An excellent student would recursively implement the two 32 bit multiplies using Karatsuba's form as well, saving roughly another 378 full adders or LUTs, for a rough total of 2761 LUTs. And probably one more time to pickup another hundred or so full adders, or LUTs, but also to better constrain the input routing and locality. One of the side effects of using Karatsuba's form, is that it reduces the fan-in required for the input digits, and greatly relieves input routing over a basic student form solution where every input term is in a full N bit row or column.

It's with this starting point, significantly better than N^2, (about

60% the size of the basic student adder tree from) that we can do even better with careful optimization and layout, using a host of salty dog tricks to implement a a slightly better variation of this model.

- B
- Ben Jones
  
  Contact options for registered users
Vote on answer
posted
16 years ago

Fri, Jun 8, 2007 8:42 AM

This has been an interesting thread. But I still wonder why you want to implement a LUT-based 64x64 multiplier?

The reason the multiplier generator core in Xilinx Coregen doesn't use a whole lot of tricks in this configuration is that it seems like a very unlikely use case, and not one worth concentrating a lot of effort on. Ever since hard multiplier/DSP blocks began appearing in FPGAs, they have been the best building block for these large multiplier structures.

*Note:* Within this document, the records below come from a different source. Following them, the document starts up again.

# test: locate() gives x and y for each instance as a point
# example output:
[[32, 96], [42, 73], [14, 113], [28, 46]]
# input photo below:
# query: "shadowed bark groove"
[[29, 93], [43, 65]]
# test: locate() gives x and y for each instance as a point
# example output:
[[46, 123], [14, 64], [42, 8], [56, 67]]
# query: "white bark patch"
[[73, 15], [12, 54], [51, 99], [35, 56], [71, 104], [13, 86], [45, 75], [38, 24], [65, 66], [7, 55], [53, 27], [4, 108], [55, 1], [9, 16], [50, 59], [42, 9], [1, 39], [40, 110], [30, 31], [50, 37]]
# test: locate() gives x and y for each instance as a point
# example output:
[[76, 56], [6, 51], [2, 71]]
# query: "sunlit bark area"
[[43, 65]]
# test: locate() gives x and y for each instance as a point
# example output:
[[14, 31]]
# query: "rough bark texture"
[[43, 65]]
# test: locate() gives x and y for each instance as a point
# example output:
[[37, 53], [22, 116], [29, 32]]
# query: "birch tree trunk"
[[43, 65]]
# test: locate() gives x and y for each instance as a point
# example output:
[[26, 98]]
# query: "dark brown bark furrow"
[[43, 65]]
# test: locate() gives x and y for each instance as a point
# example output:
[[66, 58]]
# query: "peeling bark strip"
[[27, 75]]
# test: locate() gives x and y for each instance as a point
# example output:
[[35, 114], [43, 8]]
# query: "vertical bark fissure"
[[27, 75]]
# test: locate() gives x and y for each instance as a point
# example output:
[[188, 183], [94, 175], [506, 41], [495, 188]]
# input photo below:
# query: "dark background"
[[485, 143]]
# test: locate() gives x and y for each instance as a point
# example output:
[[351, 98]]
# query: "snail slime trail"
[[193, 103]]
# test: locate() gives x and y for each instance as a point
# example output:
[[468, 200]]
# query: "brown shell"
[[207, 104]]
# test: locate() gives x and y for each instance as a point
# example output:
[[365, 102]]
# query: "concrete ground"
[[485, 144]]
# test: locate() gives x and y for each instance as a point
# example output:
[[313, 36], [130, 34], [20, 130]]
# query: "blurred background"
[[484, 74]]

Maybe you can share some details of why exactly you need such a macro?

Cheers,

-Ben-

- T
- Totally_Lost
  
  Contact options for registered users
Vote on answer
posted
16 years ago

Fri, Jun 8, 2007 5:59 PM

The application requires one processed data point per clock, pipelined ... some 17 multiplies and 6 squarings, per point. Not even close to enough multiplier blocks in the XC3S2000 FPGA (just 40), but nearly enough LUTs (just under 41K).

The LUT squarers are simpler, as many terms fall out. The application's data has some specific relationships, which also allow some optimizations of the multipliers, with an estimated savings in area of about 20%. Plus a few multiplies are with scaled integers, allowing a few LSB's to be ommitted in the results.